Ya..Rabbi…… Aku tak meminta seseorang yang sempurna...hingga dia dapat membuatku sempurna di mataMu. Seseorang yang membutuhkan dukunganku sebagai peneguhnya. Seorang yang membutuhkan doaku. Seseorang yang membutuhkan senyumku untuk mengatasi kesedihannya. Seseorang yang membutuhkan diriku untuk membuat hidupnya lebih hidup. Aku tidak mengharap dia semulia abu bakar Radhiyallahu, Atau setaqwa umar Radhiyallahu, pun setabah Ustman Radhiyallahu, Ataupun sekaya Abdurrahman bin auf Radhiyallahu, setegar zaid Radhiyallahu Juga segagah Ali Radhiyallahu, apalagi setampan usamah Radhiyallahu. Aku hanya mengharap seorang mujahid akhir zaman, Yang punya cita-cita mengikuti jejak mereka, Membangun keturunan yang sholeh dan sholehah, Membangun peradaban, dan membuat Rasulullah shallahu’alaihiwasalam bangga di akhirat. Karena aku sadar aku bukanlah orang yang semulia Fatimah Radhiyallahuanha, tidak setaqwa Aisyah Radhiyallahuanha ,Pun tidak secantik Zainab Radhiyallahuanha, apalagi sekaya Khodijah Radhiyallahuanha.  Aku hanyalah seorang perempuan akhir zaman yang punya cita dan cinta.

Ya…..Rabbii ……. Aku juga meminta, Jadikanlah ia sandaran bagiku.
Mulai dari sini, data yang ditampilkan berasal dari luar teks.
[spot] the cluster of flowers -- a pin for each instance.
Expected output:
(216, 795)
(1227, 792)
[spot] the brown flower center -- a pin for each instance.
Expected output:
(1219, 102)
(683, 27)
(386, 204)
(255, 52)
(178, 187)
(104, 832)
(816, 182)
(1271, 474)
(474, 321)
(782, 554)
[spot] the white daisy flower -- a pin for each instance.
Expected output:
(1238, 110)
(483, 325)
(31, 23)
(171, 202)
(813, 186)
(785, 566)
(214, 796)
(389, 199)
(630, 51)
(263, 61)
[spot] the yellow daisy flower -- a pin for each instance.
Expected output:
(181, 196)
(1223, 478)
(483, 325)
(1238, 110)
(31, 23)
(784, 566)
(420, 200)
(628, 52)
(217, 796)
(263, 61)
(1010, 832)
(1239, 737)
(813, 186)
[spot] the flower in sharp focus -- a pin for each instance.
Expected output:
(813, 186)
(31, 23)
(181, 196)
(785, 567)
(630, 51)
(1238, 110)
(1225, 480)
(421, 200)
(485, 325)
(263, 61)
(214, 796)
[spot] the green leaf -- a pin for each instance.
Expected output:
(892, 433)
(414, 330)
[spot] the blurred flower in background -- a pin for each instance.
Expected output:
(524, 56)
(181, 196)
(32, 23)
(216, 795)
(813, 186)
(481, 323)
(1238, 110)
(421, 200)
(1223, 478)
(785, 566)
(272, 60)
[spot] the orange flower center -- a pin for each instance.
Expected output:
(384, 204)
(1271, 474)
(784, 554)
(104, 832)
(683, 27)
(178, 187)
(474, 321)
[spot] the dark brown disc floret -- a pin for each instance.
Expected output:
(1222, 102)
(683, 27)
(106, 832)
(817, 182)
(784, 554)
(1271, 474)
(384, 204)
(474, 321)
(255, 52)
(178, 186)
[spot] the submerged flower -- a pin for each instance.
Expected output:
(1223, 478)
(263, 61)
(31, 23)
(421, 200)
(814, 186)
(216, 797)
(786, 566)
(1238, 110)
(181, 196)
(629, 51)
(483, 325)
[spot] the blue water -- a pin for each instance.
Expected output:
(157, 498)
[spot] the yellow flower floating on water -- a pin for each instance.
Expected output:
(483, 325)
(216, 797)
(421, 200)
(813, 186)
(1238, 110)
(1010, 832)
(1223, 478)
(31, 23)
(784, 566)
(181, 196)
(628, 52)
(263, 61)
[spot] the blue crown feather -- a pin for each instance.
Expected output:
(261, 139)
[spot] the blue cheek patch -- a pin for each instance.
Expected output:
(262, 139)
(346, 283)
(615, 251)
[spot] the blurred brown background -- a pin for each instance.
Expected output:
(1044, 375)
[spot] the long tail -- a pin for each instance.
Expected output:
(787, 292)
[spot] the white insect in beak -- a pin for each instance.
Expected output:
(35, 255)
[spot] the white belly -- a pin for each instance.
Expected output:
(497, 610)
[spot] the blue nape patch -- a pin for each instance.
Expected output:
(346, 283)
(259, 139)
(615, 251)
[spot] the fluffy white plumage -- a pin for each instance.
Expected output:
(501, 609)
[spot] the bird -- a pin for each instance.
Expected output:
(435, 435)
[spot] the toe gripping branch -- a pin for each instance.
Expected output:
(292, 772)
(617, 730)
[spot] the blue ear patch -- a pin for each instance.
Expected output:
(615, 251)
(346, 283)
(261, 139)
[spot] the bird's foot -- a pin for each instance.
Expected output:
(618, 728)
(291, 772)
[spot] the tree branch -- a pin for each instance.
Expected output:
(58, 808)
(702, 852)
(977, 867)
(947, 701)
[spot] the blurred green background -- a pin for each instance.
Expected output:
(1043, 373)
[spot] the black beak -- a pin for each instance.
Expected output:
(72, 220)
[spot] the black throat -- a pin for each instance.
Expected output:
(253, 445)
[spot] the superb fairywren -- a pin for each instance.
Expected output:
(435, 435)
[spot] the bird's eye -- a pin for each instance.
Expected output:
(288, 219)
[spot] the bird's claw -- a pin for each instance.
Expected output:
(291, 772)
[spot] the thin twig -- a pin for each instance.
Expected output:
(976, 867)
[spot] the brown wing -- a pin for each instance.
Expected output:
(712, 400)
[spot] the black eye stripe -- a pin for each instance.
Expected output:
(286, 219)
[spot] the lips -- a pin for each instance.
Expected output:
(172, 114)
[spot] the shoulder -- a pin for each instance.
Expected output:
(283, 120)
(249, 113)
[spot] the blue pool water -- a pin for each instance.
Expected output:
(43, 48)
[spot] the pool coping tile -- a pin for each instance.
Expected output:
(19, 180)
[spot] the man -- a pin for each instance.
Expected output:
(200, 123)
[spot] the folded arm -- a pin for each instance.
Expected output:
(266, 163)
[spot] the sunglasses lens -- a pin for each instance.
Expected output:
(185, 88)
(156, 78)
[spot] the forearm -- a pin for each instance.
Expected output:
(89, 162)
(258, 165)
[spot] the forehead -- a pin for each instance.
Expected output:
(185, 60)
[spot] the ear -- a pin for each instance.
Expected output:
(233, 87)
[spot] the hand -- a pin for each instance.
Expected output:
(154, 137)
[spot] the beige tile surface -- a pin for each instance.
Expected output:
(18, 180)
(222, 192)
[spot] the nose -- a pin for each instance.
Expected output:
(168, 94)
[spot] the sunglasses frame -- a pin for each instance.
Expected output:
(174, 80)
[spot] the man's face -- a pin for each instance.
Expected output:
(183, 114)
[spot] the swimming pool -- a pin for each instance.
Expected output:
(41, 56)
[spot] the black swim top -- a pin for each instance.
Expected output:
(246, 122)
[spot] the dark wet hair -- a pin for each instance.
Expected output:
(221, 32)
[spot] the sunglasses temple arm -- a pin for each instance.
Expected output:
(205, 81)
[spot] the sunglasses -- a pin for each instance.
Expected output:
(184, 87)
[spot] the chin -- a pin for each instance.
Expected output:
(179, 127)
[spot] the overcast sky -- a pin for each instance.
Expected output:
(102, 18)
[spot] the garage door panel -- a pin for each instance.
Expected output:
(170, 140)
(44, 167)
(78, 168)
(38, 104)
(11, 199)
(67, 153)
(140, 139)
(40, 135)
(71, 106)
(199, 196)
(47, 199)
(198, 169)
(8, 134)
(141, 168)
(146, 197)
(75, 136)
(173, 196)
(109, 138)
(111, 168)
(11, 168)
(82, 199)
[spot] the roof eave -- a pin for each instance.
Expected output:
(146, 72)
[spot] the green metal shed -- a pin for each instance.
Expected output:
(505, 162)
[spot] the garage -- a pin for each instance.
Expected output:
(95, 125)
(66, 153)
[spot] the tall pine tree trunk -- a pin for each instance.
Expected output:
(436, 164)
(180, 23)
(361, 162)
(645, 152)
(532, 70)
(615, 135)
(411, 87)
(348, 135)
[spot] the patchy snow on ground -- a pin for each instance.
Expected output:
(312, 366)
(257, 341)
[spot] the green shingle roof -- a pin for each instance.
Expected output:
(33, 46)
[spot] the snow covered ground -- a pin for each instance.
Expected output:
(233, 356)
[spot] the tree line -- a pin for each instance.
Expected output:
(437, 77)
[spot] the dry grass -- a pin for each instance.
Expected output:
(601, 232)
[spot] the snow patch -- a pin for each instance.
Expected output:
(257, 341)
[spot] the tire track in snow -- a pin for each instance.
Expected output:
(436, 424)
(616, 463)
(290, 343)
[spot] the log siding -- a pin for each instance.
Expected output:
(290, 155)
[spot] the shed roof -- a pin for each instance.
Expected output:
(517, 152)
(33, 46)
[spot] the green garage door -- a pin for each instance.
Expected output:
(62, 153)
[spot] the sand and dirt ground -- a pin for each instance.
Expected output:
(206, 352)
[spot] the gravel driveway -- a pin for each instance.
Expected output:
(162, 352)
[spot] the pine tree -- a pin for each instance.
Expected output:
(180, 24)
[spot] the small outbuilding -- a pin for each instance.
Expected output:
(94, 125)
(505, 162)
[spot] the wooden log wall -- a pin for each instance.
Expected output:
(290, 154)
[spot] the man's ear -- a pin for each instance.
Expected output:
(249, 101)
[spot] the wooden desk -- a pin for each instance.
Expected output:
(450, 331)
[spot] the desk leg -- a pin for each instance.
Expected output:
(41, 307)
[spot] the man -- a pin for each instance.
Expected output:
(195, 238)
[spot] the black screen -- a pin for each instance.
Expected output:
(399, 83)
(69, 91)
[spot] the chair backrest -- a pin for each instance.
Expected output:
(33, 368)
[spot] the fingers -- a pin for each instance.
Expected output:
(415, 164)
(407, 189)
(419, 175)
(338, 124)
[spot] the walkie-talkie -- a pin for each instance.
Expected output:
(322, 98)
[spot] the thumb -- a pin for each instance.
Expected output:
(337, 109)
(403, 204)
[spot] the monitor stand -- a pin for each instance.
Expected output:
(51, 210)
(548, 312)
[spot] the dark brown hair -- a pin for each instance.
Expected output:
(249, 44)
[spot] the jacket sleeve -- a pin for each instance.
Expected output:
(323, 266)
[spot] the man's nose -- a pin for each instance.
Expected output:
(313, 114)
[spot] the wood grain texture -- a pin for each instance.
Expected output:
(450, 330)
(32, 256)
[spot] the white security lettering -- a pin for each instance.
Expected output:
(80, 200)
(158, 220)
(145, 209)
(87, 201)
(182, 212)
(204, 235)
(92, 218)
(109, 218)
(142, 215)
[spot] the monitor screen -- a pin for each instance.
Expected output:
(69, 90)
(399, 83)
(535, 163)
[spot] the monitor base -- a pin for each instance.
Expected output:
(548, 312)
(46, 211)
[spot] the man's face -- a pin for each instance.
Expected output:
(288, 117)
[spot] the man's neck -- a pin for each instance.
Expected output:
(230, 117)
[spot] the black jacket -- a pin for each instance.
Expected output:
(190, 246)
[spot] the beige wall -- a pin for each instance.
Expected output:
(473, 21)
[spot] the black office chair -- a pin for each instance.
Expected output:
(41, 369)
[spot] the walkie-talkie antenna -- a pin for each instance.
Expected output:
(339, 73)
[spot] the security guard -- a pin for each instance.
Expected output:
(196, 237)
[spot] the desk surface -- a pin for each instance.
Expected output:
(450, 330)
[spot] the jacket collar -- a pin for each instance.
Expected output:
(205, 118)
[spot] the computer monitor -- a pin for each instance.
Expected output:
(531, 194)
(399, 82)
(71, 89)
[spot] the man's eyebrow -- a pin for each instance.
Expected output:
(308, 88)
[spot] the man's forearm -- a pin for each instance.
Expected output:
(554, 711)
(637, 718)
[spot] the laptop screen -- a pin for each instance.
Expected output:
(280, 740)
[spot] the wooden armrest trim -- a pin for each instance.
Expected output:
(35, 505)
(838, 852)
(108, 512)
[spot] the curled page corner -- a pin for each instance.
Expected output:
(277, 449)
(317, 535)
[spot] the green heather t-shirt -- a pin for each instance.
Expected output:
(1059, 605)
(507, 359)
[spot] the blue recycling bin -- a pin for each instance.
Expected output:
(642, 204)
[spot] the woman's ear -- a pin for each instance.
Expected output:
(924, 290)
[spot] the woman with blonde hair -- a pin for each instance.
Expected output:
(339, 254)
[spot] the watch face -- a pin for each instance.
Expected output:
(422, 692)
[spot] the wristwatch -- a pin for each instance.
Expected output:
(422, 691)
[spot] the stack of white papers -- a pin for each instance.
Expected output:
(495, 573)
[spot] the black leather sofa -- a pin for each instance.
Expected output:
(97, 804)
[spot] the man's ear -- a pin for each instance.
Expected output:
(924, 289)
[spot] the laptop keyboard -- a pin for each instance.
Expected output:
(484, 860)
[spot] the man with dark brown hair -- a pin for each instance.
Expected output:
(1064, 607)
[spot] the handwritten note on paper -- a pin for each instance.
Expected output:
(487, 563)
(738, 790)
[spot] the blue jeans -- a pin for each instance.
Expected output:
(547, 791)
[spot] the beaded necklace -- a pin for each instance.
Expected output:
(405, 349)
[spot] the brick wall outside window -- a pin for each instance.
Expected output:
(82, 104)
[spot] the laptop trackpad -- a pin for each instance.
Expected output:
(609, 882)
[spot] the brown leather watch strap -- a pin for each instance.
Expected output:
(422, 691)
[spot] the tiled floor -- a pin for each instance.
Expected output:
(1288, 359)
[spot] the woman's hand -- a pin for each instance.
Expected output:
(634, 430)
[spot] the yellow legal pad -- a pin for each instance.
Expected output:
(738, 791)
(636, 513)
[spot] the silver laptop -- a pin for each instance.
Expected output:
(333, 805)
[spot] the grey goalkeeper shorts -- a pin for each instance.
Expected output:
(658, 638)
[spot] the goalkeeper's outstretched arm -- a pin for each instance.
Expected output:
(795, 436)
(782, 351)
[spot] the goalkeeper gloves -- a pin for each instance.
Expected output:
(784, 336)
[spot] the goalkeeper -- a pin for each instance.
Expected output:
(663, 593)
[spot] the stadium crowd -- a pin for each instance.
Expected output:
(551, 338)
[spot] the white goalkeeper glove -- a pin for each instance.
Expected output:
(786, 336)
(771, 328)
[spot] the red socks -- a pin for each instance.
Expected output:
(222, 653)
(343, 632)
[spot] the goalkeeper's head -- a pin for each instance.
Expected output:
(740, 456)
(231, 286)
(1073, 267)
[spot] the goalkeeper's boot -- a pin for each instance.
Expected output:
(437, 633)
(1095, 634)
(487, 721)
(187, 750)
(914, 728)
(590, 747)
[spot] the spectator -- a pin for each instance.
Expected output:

Buatlah aku menjadi perempuan yang dapat membuatnya bangga. Berikan aku hati yang sungguh mencintaiMu sehingga aku dapat mencintainya dengan sepenuh jiwaku. Berikanlah sifat yang lembut, sehingga auraku datang dariMu. Berikanlah aku tangan sehingga aku mampu berdoa untuknya. Berikanlah aku penglihatan sehingga aku dapat melihat banyak kebaikan dalam dirinya. Berikanlah aku lisan yang penuh dengan kata-kata bijaksana, Mampu memberikan semangat serta mendukungnya setiap saat.

Kokohnya benteng tidak bisa dibangun dalam semalam, namun bisa hancur dalam sedetik. Kota Baghdad tak dibangun dalam sehari, namun bisa hancur dalam sekejap. Perkawinan tak dirajut dalam pertimbangan sesaat, namun bisa saja terberai dalam sesaat. Pernikahan, bukanlah akhir dari sebuah perjalanan Tapi awal sebuah langkah. Karenanya, jadikanlah kelak pernikahan kami sebagai titian untuk belajar kesabaran & ridho-Mu, ya Rabbi Dan bilamana akhirnya kami berdua bertemu, aku berharap kami berdua dapat mengatakan: ” Betapa Maha Besarnya Engkau karena telah memberikan kepadaku pasangan yang dapat membuat hidupku menjadi sempurna”. Aku mengetahui bahwa Engkau ingin kami bertemu pada waktu yang tepat Dan Engkau akan membuat segalanya indah pada waktu yang telah Engkau tentukan….
Astaghfirullah,
Wallahu’alam bisshowab
Dari akhwat yang membutuhkan ampunan Allah azzawajalla, dan mengharapkan doaku dikabulkanNYA untuk mendapatkan mujahidku.